Other studies have found that in the first six months of life, babies who have been exposed to cannabis in utero are also at greater risk of developing asthma, chest infections, and other breathing problems such as wheezing.

Research suggests that, at ages three to four years, children of mothers who used cannabis while pregnant have poorer verbal, memory and reasoning ability; poorer motor skills and shorter length of play; and are more likely to be fearful, impulsive, inattentive, hyperactive and delinquent. These difficulties appear to persist to age 10 years, when they may be accompanied by increased depression and anxiety, along with reading and spelling problems and general underachievement at school. Such deficits may also continue into adolescence and early adulthood, along with an increased risk of initiation to tobacco and cannabis use.

In addition, there exists some evidence that mothers’ cannabis use during pregnancy increases the risk of their children developing childhood cancers, including non-lymphoblastic leukaemia, rhabdomyosarcoma (a rare, highly malignant tumour that can occur anywhere in the body), and astrocytoma (a type of brain tumour).

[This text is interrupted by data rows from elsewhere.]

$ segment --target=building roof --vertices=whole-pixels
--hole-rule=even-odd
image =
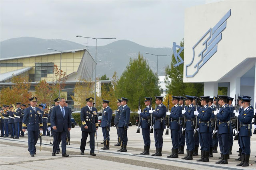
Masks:
[[[0,74],[0,81],[4,81],[12,78],[13,76],[18,75],[25,72],[28,71],[32,68],[32,67],[28,67],[23,69],[8,72]]]
[[[66,50],[66,51],[65,51],[62,52],[62,53],[69,53],[72,51],[79,51],[84,50],[85,49],[72,49],[70,50]],[[52,52],[50,53],[42,53],[40,54],[33,54],[32,55],[23,55],[21,56],[12,57],[9,57],[7,58],[0,58],[0,61],[7,60],[8,59],[18,59],[20,58],[28,58],[28,57],[34,57],[36,56],[47,55],[49,55],[51,54],[58,54],[58,53],[61,53],[60,52],[54,51],[54,52]]]

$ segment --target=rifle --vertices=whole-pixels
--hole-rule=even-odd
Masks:
[[[195,108],[195,111],[196,111],[197,110],[197,97],[196,97],[197,95],[196,94],[196,108]],[[194,137],[197,137],[198,134],[197,134],[197,131],[196,131],[196,129],[197,128],[197,116],[196,116],[196,122],[195,123],[195,124],[196,125],[195,126],[195,132],[194,133],[194,135],[193,136]]]
[[[220,105],[218,103],[218,100],[219,98],[219,95],[217,95],[217,105],[216,105],[216,108],[215,109],[215,111],[217,111],[220,109]],[[213,132],[213,134],[212,134],[212,138],[215,139],[216,138],[216,130],[217,130],[217,115],[215,115],[215,121],[214,122],[214,130]]]
[[[139,111],[140,109],[140,99],[139,100],[139,106],[138,107],[138,110]],[[140,133],[140,115],[139,115],[139,116],[138,117],[138,128],[137,129],[137,132],[136,132],[136,133]]]
[[[168,106],[167,106],[167,111],[169,111],[169,106],[170,105],[170,96],[168,95]],[[167,129],[166,129],[166,132],[165,132],[165,134],[169,134],[169,119],[170,118],[170,116],[168,116],[167,117]]]
[[[184,97],[184,94],[183,94],[183,105],[182,105],[182,110],[184,110],[184,105],[185,105],[185,97]],[[185,122],[186,119],[185,119],[185,115],[183,115],[183,130],[181,132],[182,136],[185,136],[185,128],[186,126],[186,123]]]

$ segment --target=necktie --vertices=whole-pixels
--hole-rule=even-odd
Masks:
[[[64,109],[62,108],[61,109],[61,111],[62,113],[62,115],[63,115],[63,117],[65,117],[65,114],[64,113]]]

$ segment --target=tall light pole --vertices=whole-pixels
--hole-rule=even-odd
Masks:
[[[145,53],[146,54],[150,54],[150,55],[155,55],[156,56],[157,56],[157,64],[156,64],[156,75],[157,75],[157,76],[158,77],[158,56],[169,56],[170,55],[157,55],[156,54],[150,54],[150,53]]]
[[[84,37],[83,36],[77,36],[77,37],[82,37],[83,38],[90,38],[91,39],[94,39],[96,41],[96,45],[95,46],[95,61],[97,61],[97,40],[101,40],[101,39],[112,39],[112,40],[115,40],[116,38],[93,38],[92,37]],[[95,104],[94,104],[94,107],[96,107],[96,71],[97,70],[96,69],[97,64],[95,64],[95,81],[94,82],[94,103]]]
[[[52,49],[52,48],[47,48],[47,49],[48,50],[53,50],[53,51],[59,51],[59,52],[60,52],[60,88],[59,88],[59,97],[60,97],[60,78],[61,78],[61,57],[62,57],[62,53],[64,52],[68,52],[67,51],[59,51],[59,50],[57,50],[56,49]],[[75,53],[76,52],[76,51],[71,51],[72,53]]]

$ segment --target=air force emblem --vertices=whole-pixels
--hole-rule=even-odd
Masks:
[[[231,15],[231,10],[230,9],[212,28],[210,28],[206,31],[204,35],[193,47],[192,60],[189,64],[186,65],[186,77],[193,77],[198,72],[200,68],[217,52],[218,43],[222,39],[222,32],[226,28],[226,20]],[[197,49],[196,47],[201,43],[203,46],[202,50],[201,51],[199,50],[198,51],[197,49]],[[195,53],[196,54],[199,53],[197,57],[200,57],[200,59],[197,63],[196,61],[194,62],[195,59]],[[192,65],[191,66],[191,65]],[[188,67],[189,67],[188,69]],[[189,73],[191,73],[191,74]]]

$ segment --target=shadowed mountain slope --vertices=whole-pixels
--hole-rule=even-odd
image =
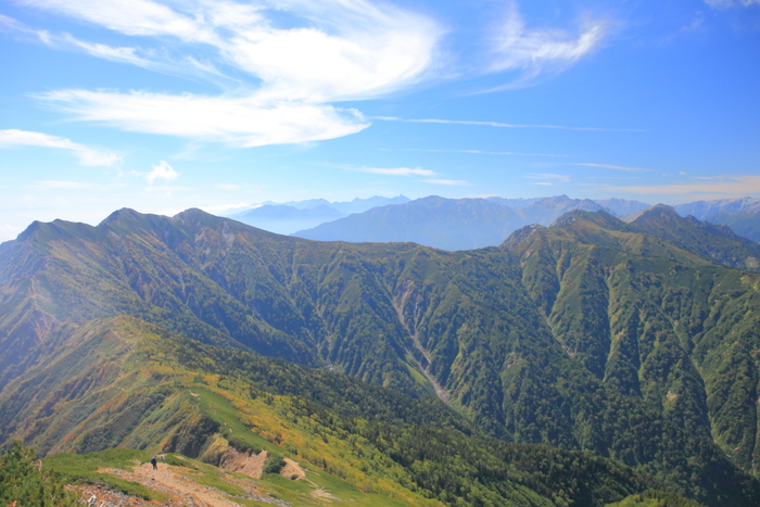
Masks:
[[[739,236],[760,242],[760,199],[697,201],[674,206],[682,216],[731,227]]]
[[[15,385],[92,319],[128,315],[436,394],[490,435],[750,505],[760,276],[675,244],[681,225],[664,218],[658,237],[577,211],[463,252],[313,242],[197,210],[35,224],[0,245],[2,378]]]

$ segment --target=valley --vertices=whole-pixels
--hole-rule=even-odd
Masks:
[[[667,207],[460,252],[198,210],[36,223],[0,245],[0,438],[266,451],[415,505],[749,505],[753,249]]]

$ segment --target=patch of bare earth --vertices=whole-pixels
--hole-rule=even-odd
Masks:
[[[225,470],[240,472],[254,479],[261,479],[264,473],[264,461],[266,461],[266,451],[258,454],[239,453],[232,447],[226,452],[226,457],[221,464]]]
[[[301,465],[289,458],[284,458],[284,462],[286,466],[280,470],[280,476],[293,480],[306,479],[306,472],[301,468]]]
[[[97,496],[94,505],[98,507],[101,506],[101,503],[103,503],[103,507],[240,507],[240,504],[229,499],[227,495],[219,490],[195,482],[192,476],[198,476],[201,472],[186,467],[176,467],[160,462],[156,470],[153,470],[151,464],[142,464],[136,465],[131,472],[118,469],[105,469],[99,470],[99,472],[110,473],[127,481],[137,482],[145,487],[163,493],[169,499],[163,503],[147,502],[102,487],[85,486],[81,490],[83,498],[87,500],[94,494]],[[241,480],[232,477],[226,479],[229,479],[228,482],[246,491],[246,494],[243,496],[244,498],[280,506],[290,505],[287,502],[268,496],[266,493],[258,490],[254,481]]]

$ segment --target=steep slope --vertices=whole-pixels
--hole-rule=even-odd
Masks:
[[[586,449],[709,505],[746,505],[758,498],[737,467],[758,472],[759,277],[606,213],[442,252],[121,211],[94,228],[36,224],[0,246],[0,350],[37,357],[33,371],[90,320],[126,314],[228,358],[250,348],[438,394],[490,435]]]
[[[203,345],[134,318],[90,322],[68,345],[0,397],[4,440],[46,453],[178,452],[213,465],[266,451],[319,469],[309,481],[359,505],[603,506],[651,484],[587,454],[477,438],[434,398]]]
[[[721,199],[674,206],[682,216],[731,227],[739,236],[760,242],[760,199]]]
[[[666,460],[701,460],[686,467],[704,473],[706,484],[708,470],[723,459],[710,449],[714,439],[734,462],[757,472],[758,373],[751,351],[760,344],[760,321],[749,308],[760,304],[760,280],[688,255],[676,262],[672,251],[651,255],[641,248],[642,235],[626,233],[622,223],[603,246],[587,243],[598,232],[598,216],[587,217],[568,217],[572,227],[523,230],[506,246],[520,256],[523,281],[556,340],[604,388],[598,409],[610,411],[596,422],[588,417],[588,428],[600,429],[588,432],[598,439],[593,445],[631,462],[662,453],[657,442],[684,442],[683,451],[666,452]],[[734,345],[721,337],[731,337]],[[623,444],[633,434],[639,444]],[[677,473],[669,474],[677,480]]]
[[[631,225],[713,263],[760,270],[760,244],[736,236],[726,226],[699,221],[691,215],[681,218],[662,204],[646,210]]]

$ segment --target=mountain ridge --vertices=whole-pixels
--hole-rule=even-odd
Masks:
[[[35,225],[0,248],[0,280],[9,356],[128,315],[413,397],[438,386],[492,436],[613,457],[709,505],[757,486],[742,472],[757,473],[757,428],[742,421],[757,420],[758,275],[608,214],[445,252],[122,211]],[[39,338],[16,343],[14,326]],[[736,365],[746,378],[726,383]]]

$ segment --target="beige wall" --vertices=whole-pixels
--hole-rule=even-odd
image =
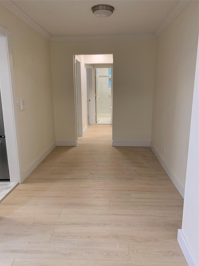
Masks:
[[[184,187],[198,31],[192,1],[157,40],[152,143]]]
[[[113,64],[113,55],[84,55],[85,64]]]
[[[150,142],[155,41],[52,42],[57,141],[76,140],[73,55],[113,54],[113,139]]]
[[[50,42],[0,5],[0,26],[10,32],[22,172],[55,141]]]

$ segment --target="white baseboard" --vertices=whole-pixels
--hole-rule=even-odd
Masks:
[[[148,141],[113,141],[112,146],[114,147],[150,147],[150,142]]]
[[[32,171],[36,167],[38,166],[42,161],[45,158],[46,156],[48,155],[56,147],[56,143],[55,143],[49,148],[48,150],[37,159],[37,160],[33,163],[29,168],[25,171],[23,171],[21,173],[21,183],[22,183],[28,176],[31,173]]]
[[[57,146],[76,146],[77,145],[77,141],[56,141]]]
[[[163,168],[165,170],[166,173],[170,178],[171,181],[174,183],[177,189],[179,192],[181,196],[184,198],[184,187],[180,182],[178,177],[175,175],[171,169],[168,165],[164,159],[161,157],[157,151],[152,143],[151,144],[150,147],[155,154],[156,157],[162,165]]]
[[[198,266],[181,229],[178,230],[178,241],[189,266]]]
[[[84,130],[83,130],[83,136],[84,135],[85,133],[86,132],[87,130],[88,130],[88,127],[87,126],[86,126],[86,128],[84,128]]]

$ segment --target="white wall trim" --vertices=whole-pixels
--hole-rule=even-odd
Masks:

Preliminary research suggests that fathers’ cannabis use in the year prior to their children’s birth is associated with an increased risk of rhabdomyosarcoma in their children, and that fathers’ cannabis use during conception, pregnancy or postnatally is associated with an increased risk of Sudden Infant Death Syndrome (SIDS) in their infants. Furthermore, some research suggests that children of fathers who experience cannabis dependence at least at some point in their lifetimes are more likely to experience negative outcomes during childhood, such as poor attachment relationships with their caregivers and psychosocial impairments, including depression and conduct problems.

Can cannabis use affect breast-milk?

When a breastfeeding mother uses cannabis, THC passes into the breast-milk and thus into the baby, where it can be stored in the baby’s fatty tissue for several weeks.

Using cannabis while breastfeeding may cause the baby to be unsettled and disrupt feeding cycles. As a result, cannabis use should be avoided when breastfeeding.

Can using cannabis impact on pregnancy care?

Other problems can be experienced by pregnant women using cannabis because they are less likely to disclose their use of cannabis to healthcare workers. The stigma associated with their use, as well as fear, guilt and shame about what they may have exposed their unborn baby to, may prevent these women from giving a full history to their obstetricians or midwives.

This may impact on the quality of care for both the woman and her developing baby, as healthcare workers do not have a complete history.

What help is available?

Women who are pregnant or who are planning to become pregnant as well as their partners, should be advised to stop using cannabis. Continued use should be discussed with a general practitioner, specialist or midwife who can provide help and support to cut down or quit cannabis use or refer patients on to specialist alcohol and other drug services.

Factsheet published August 1, 2008. Updated October 1, 2011.